Lexus seeks out a younger market, but price may now be a problem
For most people, Lexus is an also-ran. It fits into that subpremium category that basically means "not German".
The luxury brand of Toyota struggles in SA to match the might of Audi, BMW and Mercedes, but things look a little better when you compare it to Jaguar, Volkswagen and Volvo, at least in terms of sales numbers. Few people are going to say they would rather have a Lexus than a Jaguar. Finance Minister Pravin Gordhan has always been a Lexus fan. I rest my case.

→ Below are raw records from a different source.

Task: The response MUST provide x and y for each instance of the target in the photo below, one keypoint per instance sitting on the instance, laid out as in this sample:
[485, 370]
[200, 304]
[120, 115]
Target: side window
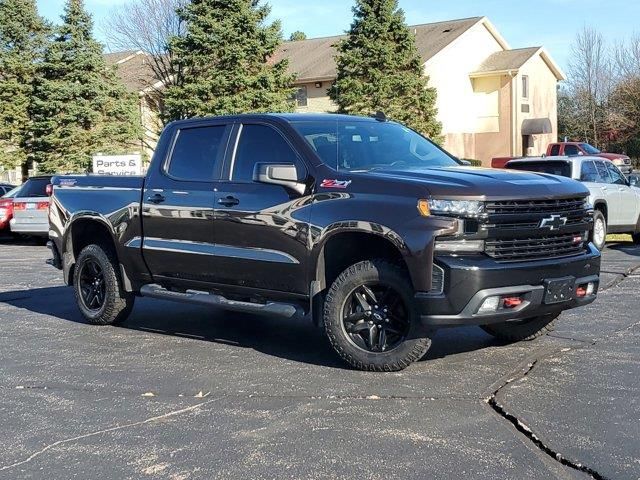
[588, 172]
[260, 144]
[603, 175]
[571, 150]
[616, 175]
[196, 152]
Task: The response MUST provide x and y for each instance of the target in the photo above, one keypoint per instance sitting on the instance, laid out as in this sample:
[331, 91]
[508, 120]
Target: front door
[261, 230]
[178, 207]
[628, 199]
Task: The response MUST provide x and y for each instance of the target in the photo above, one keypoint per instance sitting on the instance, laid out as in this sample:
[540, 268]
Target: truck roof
[287, 117]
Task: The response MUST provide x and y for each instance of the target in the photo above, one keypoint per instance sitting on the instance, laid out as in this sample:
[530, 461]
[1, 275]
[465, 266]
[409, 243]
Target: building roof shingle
[313, 59]
[507, 60]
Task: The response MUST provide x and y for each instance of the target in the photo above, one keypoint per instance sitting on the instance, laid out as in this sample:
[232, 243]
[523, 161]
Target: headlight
[469, 208]
[459, 246]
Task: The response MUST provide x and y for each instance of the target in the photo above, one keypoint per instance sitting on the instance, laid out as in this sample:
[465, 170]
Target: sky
[524, 23]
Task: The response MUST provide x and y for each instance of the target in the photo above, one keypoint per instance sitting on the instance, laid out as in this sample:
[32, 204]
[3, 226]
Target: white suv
[615, 198]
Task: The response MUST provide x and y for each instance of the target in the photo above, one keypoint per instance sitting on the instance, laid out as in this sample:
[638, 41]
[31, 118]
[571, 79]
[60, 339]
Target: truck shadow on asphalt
[284, 338]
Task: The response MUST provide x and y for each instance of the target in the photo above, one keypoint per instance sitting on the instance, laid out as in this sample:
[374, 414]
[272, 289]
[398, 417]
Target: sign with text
[117, 164]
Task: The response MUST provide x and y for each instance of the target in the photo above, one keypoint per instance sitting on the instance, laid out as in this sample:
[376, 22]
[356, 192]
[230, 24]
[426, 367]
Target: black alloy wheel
[92, 285]
[375, 318]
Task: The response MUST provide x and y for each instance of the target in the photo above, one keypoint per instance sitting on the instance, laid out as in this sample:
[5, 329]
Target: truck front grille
[550, 246]
[514, 229]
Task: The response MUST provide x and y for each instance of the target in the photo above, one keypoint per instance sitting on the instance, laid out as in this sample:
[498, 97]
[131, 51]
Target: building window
[301, 97]
[525, 86]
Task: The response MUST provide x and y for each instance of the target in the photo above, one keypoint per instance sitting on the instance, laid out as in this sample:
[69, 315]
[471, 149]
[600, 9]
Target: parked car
[369, 229]
[31, 208]
[615, 198]
[571, 149]
[5, 188]
[6, 209]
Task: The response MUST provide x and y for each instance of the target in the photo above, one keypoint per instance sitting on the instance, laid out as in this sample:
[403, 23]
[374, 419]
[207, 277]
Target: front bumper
[39, 229]
[470, 279]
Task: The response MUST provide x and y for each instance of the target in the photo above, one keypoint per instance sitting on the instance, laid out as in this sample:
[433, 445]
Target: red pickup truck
[570, 149]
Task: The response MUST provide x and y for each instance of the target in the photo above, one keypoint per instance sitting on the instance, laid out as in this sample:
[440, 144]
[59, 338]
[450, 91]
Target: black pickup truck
[360, 224]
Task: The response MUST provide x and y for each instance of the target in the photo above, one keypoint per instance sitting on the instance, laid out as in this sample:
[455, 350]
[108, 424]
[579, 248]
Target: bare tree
[591, 80]
[147, 25]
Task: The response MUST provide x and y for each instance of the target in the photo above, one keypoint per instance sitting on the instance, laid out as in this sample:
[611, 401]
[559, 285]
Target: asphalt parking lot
[183, 392]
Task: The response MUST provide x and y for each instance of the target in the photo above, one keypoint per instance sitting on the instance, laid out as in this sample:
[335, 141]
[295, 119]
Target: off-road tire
[517, 331]
[410, 350]
[599, 216]
[117, 304]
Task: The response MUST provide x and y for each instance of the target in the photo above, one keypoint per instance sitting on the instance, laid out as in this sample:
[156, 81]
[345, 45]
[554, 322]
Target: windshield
[35, 187]
[358, 145]
[562, 169]
[589, 149]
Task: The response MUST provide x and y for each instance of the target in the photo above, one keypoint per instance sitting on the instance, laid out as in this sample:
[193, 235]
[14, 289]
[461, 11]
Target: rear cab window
[196, 153]
[261, 144]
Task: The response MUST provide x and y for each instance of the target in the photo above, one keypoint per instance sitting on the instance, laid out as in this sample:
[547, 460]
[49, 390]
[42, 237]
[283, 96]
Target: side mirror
[279, 174]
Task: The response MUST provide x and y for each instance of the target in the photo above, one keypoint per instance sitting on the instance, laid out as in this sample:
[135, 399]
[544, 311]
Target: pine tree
[224, 61]
[80, 107]
[380, 69]
[22, 36]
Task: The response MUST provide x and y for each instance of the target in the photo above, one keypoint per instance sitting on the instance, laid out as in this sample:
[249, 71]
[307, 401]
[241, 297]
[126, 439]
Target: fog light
[489, 305]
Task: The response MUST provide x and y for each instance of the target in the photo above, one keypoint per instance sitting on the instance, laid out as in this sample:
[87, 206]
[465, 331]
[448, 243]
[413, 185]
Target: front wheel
[370, 319]
[518, 330]
[599, 234]
[98, 288]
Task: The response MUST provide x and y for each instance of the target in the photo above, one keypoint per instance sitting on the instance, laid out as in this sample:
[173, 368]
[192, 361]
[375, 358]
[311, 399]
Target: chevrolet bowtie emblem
[554, 222]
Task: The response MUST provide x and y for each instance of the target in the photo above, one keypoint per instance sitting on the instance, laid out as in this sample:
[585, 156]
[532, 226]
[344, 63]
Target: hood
[488, 183]
[613, 156]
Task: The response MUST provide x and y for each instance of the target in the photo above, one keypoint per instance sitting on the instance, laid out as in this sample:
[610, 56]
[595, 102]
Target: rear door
[261, 230]
[178, 206]
[31, 207]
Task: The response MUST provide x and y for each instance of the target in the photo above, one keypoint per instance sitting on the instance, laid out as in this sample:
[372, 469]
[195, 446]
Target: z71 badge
[327, 183]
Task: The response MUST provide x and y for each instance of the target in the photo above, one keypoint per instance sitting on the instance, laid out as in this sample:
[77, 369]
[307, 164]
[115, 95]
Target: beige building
[493, 101]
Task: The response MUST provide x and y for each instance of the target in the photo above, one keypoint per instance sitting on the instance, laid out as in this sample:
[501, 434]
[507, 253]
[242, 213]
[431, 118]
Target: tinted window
[571, 150]
[196, 153]
[371, 145]
[562, 169]
[603, 175]
[589, 173]
[260, 144]
[616, 176]
[35, 187]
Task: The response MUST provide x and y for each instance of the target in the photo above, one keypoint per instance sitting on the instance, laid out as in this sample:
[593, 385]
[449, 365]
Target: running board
[203, 298]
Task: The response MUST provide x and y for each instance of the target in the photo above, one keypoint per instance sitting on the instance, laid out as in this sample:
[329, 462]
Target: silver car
[31, 208]
[615, 198]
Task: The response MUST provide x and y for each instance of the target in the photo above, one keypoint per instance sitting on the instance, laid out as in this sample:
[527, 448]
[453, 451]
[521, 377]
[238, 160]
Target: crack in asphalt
[521, 427]
[106, 430]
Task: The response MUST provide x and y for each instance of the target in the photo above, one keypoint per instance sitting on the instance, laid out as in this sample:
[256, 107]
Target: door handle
[157, 198]
[229, 201]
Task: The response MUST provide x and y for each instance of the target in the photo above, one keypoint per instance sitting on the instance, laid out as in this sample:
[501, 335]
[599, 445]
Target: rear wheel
[599, 234]
[98, 288]
[518, 330]
[370, 319]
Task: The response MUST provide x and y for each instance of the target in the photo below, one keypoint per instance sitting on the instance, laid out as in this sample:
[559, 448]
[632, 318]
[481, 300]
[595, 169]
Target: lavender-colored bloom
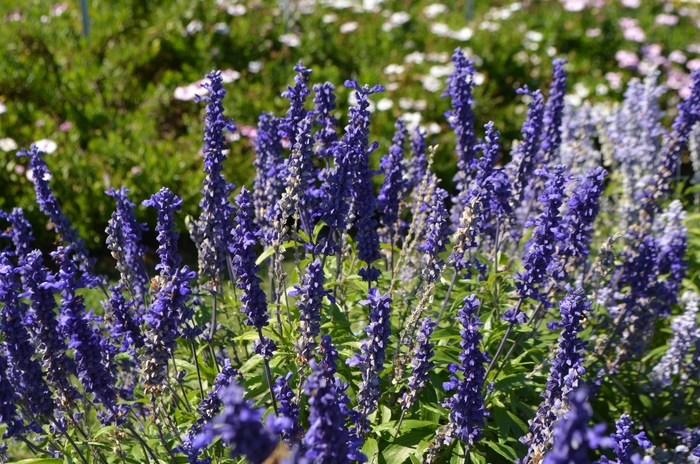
[42, 318]
[394, 187]
[324, 105]
[269, 166]
[466, 405]
[240, 428]
[565, 373]
[208, 408]
[373, 353]
[576, 227]
[49, 205]
[436, 238]
[309, 302]
[124, 241]
[89, 347]
[288, 408]
[362, 187]
[211, 231]
[289, 126]
[25, 371]
[573, 438]
[553, 110]
[8, 399]
[245, 237]
[542, 245]
[327, 439]
[461, 119]
[20, 232]
[422, 363]
[623, 443]
[675, 144]
[686, 334]
[125, 324]
[523, 164]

So it will come as no surprise that in November, the company sold just 97 cars in SA. That number barely justifies its existence compared to its German rivals, but like some of our government officials, the company has no intention of going anywhere, and is promising to continue offering its own brand of luxury and affordability.
Then there is the US — the market for which the brand was actually created. Stateside they love their Lexuses. What is the plural of Lexus anyway? Lexii?

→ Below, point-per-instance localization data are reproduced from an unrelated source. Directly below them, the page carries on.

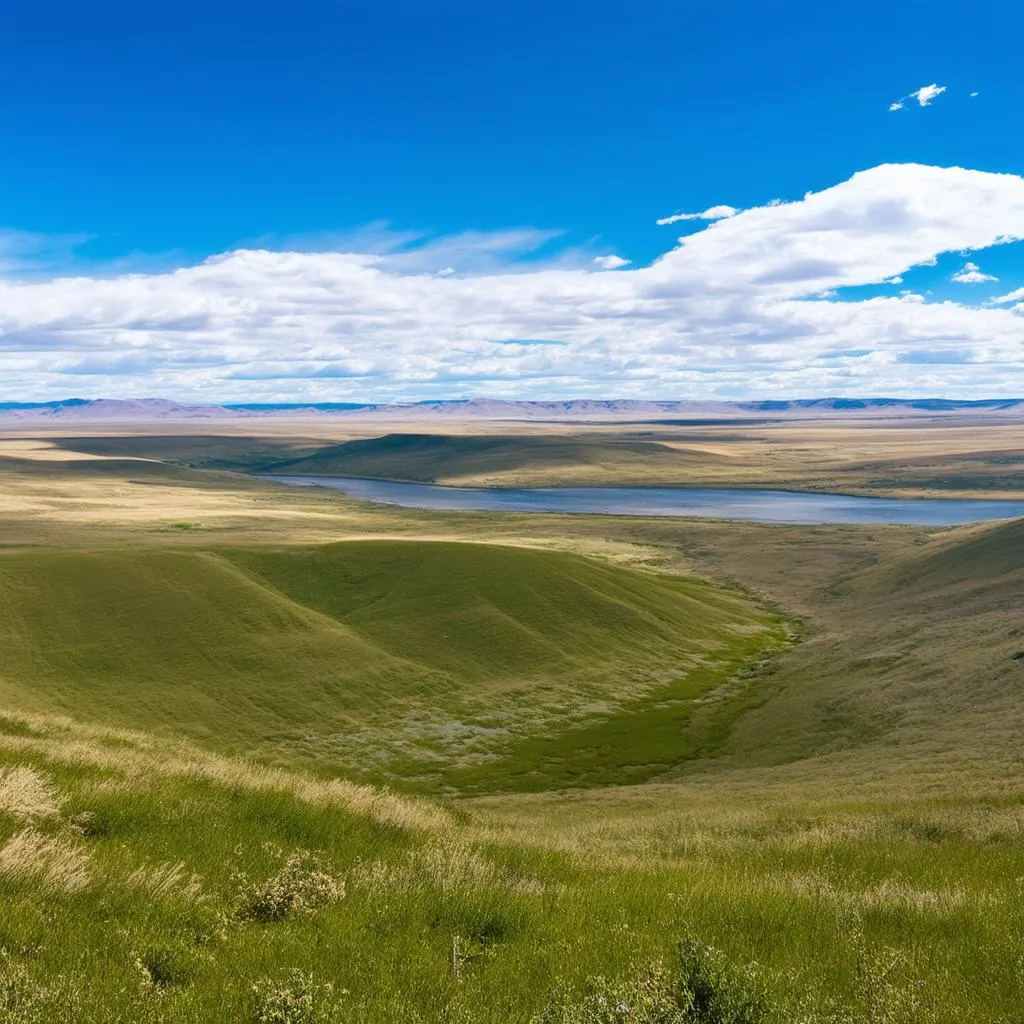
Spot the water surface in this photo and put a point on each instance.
(716, 503)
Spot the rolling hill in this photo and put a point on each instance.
(396, 657)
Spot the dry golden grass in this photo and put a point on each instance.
(53, 864)
(26, 795)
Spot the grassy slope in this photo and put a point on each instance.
(505, 460)
(317, 652)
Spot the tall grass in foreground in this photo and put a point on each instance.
(143, 883)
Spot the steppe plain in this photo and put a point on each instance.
(268, 754)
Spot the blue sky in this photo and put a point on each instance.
(498, 148)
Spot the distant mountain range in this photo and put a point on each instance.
(113, 410)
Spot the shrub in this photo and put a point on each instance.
(303, 884)
(162, 966)
(714, 990)
(296, 999)
(707, 989)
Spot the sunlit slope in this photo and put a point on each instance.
(368, 654)
(437, 458)
(914, 662)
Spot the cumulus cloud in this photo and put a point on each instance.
(971, 273)
(712, 213)
(924, 95)
(611, 262)
(1015, 296)
(755, 303)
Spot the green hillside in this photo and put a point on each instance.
(396, 657)
(437, 458)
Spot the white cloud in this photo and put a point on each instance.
(927, 93)
(712, 213)
(971, 273)
(611, 262)
(733, 309)
(1016, 296)
(924, 95)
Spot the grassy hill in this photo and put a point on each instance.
(407, 659)
(502, 460)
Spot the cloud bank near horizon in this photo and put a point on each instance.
(751, 304)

This year sales are down 20.6% but we are still talking about 32,857 models sold there this year to the end of November. In that month alone the brand sold 3,571 vehicles. Doesn’t sound like much? Well here’s the thing: we are talking about just one model, the IS. The company has sold 121,429 vehicles across its range this year in the US.
Sales of the IS are still about half those of the BMW 3 Series over there, but we can only imagine how much Lexus SA would like to sell half as many cars as its German rival. BMW sold 447 3 Series models here in November. Lexus IS sales were 20. Right, so not that popular then?

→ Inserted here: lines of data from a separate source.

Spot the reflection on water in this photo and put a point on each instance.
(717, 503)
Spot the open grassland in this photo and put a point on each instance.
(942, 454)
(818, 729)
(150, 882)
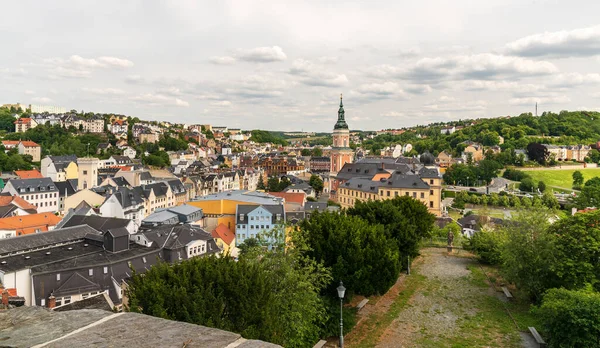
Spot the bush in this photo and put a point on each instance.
(514, 174)
(487, 245)
(570, 318)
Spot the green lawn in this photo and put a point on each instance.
(561, 178)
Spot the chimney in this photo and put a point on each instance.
(5, 297)
(51, 302)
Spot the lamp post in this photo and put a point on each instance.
(341, 291)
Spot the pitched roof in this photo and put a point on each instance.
(28, 174)
(291, 197)
(224, 233)
(27, 224)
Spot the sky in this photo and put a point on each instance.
(282, 65)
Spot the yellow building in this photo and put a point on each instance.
(221, 208)
(426, 186)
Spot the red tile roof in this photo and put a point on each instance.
(224, 233)
(291, 197)
(27, 224)
(28, 174)
(18, 201)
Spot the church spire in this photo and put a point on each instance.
(341, 123)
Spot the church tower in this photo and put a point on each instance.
(341, 153)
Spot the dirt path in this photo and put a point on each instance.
(448, 304)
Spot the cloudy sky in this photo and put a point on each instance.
(282, 65)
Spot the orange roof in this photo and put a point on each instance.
(29, 143)
(23, 120)
(291, 197)
(27, 224)
(28, 174)
(224, 233)
(16, 200)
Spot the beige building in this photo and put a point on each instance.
(425, 187)
(27, 147)
(90, 197)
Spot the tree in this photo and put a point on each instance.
(316, 183)
(577, 179)
(528, 252)
(277, 287)
(406, 220)
(570, 318)
(538, 152)
(527, 185)
(541, 186)
(358, 252)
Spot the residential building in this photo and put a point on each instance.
(87, 172)
(28, 174)
(27, 147)
(254, 220)
(24, 124)
(15, 206)
(42, 193)
(125, 203)
(60, 168)
(27, 224)
(180, 214)
(341, 153)
(119, 126)
(38, 109)
(319, 164)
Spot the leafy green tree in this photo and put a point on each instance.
(577, 179)
(570, 318)
(406, 220)
(577, 248)
(527, 185)
(358, 252)
(541, 186)
(316, 183)
(528, 253)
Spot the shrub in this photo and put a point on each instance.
(570, 318)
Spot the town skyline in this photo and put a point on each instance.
(275, 67)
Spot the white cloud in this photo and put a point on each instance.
(222, 60)
(393, 114)
(484, 66)
(45, 100)
(312, 74)
(561, 99)
(262, 54)
(104, 91)
(222, 103)
(159, 100)
(581, 42)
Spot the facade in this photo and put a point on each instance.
(341, 153)
(30, 148)
(38, 109)
(24, 124)
(253, 220)
(42, 193)
(87, 173)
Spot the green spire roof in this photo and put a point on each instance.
(341, 123)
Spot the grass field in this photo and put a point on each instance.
(561, 178)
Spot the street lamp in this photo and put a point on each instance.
(341, 291)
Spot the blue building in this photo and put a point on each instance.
(251, 220)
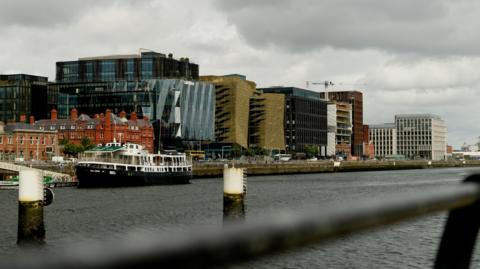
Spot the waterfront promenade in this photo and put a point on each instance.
(214, 169)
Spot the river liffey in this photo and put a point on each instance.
(85, 215)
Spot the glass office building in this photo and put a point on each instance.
(144, 66)
(187, 106)
(22, 94)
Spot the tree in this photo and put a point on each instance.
(63, 141)
(311, 150)
(72, 149)
(86, 143)
(236, 151)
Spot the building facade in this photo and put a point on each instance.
(343, 135)
(101, 129)
(144, 66)
(355, 99)
(184, 109)
(331, 128)
(305, 119)
(384, 139)
(266, 121)
(22, 94)
(232, 108)
(23, 141)
(421, 136)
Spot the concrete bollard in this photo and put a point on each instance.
(234, 191)
(31, 230)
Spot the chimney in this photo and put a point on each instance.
(133, 116)
(108, 126)
(108, 117)
(53, 115)
(74, 114)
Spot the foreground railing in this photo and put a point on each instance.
(241, 242)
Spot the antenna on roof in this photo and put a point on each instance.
(140, 50)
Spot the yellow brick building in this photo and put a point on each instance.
(245, 116)
(232, 106)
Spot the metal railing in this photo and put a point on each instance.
(246, 241)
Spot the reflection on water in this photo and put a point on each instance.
(80, 215)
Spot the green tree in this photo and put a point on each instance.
(311, 150)
(72, 149)
(236, 151)
(86, 143)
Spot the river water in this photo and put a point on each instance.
(83, 215)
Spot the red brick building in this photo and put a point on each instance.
(101, 129)
(39, 140)
(27, 142)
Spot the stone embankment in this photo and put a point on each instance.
(298, 167)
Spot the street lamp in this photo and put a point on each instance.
(223, 147)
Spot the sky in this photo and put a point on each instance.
(405, 56)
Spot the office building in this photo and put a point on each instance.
(343, 135)
(22, 94)
(421, 136)
(232, 108)
(180, 109)
(355, 99)
(266, 121)
(305, 119)
(144, 66)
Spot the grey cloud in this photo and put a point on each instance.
(433, 27)
(47, 13)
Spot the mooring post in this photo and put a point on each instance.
(234, 191)
(459, 235)
(31, 230)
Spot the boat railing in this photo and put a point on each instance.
(186, 162)
(244, 241)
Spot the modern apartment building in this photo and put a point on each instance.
(134, 67)
(266, 121)
(343, 135)
(421, 136)
(384, 139)
(22, 94)
(355, 99)
(232, 108)
(185, 109)
(305, 118)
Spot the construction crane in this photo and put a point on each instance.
(327, 84)
(324, 83)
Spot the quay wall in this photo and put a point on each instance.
(298, 167)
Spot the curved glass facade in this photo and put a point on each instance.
(189, 106)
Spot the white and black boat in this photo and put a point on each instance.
(130, 165)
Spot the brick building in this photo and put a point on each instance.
(101, 129)
(25, 141)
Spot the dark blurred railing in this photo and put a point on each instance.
(246, 241)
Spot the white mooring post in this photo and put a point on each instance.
(31, 229)
(234, 191)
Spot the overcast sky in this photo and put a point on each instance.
(406, 56)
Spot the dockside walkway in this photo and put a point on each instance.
(215, 169)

Let’s put the Teutonic trio of the A4, 3 Series and C-Class aside and suddenly IS sales don’t look so bad. Jaguar sold just 10 XEs, Volkswagen 19 Passats and Volvo 12 S60s. The IS is the leader of the chasing pack, although perhaps pack is not quite accurate.
Lexus wants to change its sales position, reverse that 20.9% decline in the US and improve its numbers in SA. One of the ways to do that will be to change its image, and it has a fantastic plan to do that in the form of the LC500, which is coming to SA in the middle of 2017. As a niche sports and GT car it will only sell a handful each month here, but it will be the first of a number of new models heading the country. Before all the new stuff and brand rejuvenation, the company has launched a facelifted IS.
The new look is meaner, more aggressive and frankly might give a few of the older generation drivers nightmares. But that’s probably fine with company president Akio Toyoda. He wants to attract a younger crowd to the brand, anyway — people who will not find the new facade, with its bird-swallowing air ducts and broken shards of glass daytime running lights, scary.
There are LED lights front and back featuring refreshed looks and still sporting that L-Finesse design philosophy. The rear lights also get their own aero stabilising fins to help with downforce. Now that’s something for owners to brag about.
Inside there are also a number of changes including a bigger multimedia screen, which has increased from seven inches to 10.3 inches in the EX and F-Sport trims. The 350 F-Sport also gets a new customise mode in the drive mode select and items such as the active cruise control have apparently been made easier to use.
The changes are all rather minor and others include new cup holders, changes to the stitching and some quality and refinement enhancements. It is only a facelift, after all.
The model range continues as it was with an IS200t in E or EX trim and the IS350 F-Sport. The 200t, with its turbocharged motor, offers up 180kW, while the big brother 350 generates 233kW and 378Nm from its 3.5l V6.
There are some other changes for those who care about how their IS handles. Body rigidity has been improved by using laser screw and adhesive bonding techniques in the body. The front suspension gets a 20% increase in roll rigidity and there is a new multilink rear suspension set-up. There is a new electric power steering system and an adaptive variable suspension system.
In the Lexus way, all of this comes in a package that has few options, or none, which is good because while no-one was looking, the IS seems to have thrown away one of its key attributes: its price. The 200t in E trim costs R601,900. Yes, it has everything as standard, but a BMW 320i Luxury Line is R526,312. Opt for the 200t EX and the price is R659,100.
The IS350 F-Sport is R728,800. The BMW 330i Sport Line costs R606,522, and R122,000 will get you quite a few extras off the extensive BMW options list. And the 330i has more power. The Mercedes C300 AMG-Line has more torque and a star on the front at R628,764.
The more we think about it, the more we wonder what Lexus is thinking. We can only imagine that the company is planning to take a leaf out of the book of the Stella Artois advertising manual and use the tag line "reassuringly expensive."
No doubt we will get an e-mail from Lexus SA pointing out a spec for spec comparison between the IS and its rivals. We were wondering what to read this holiday.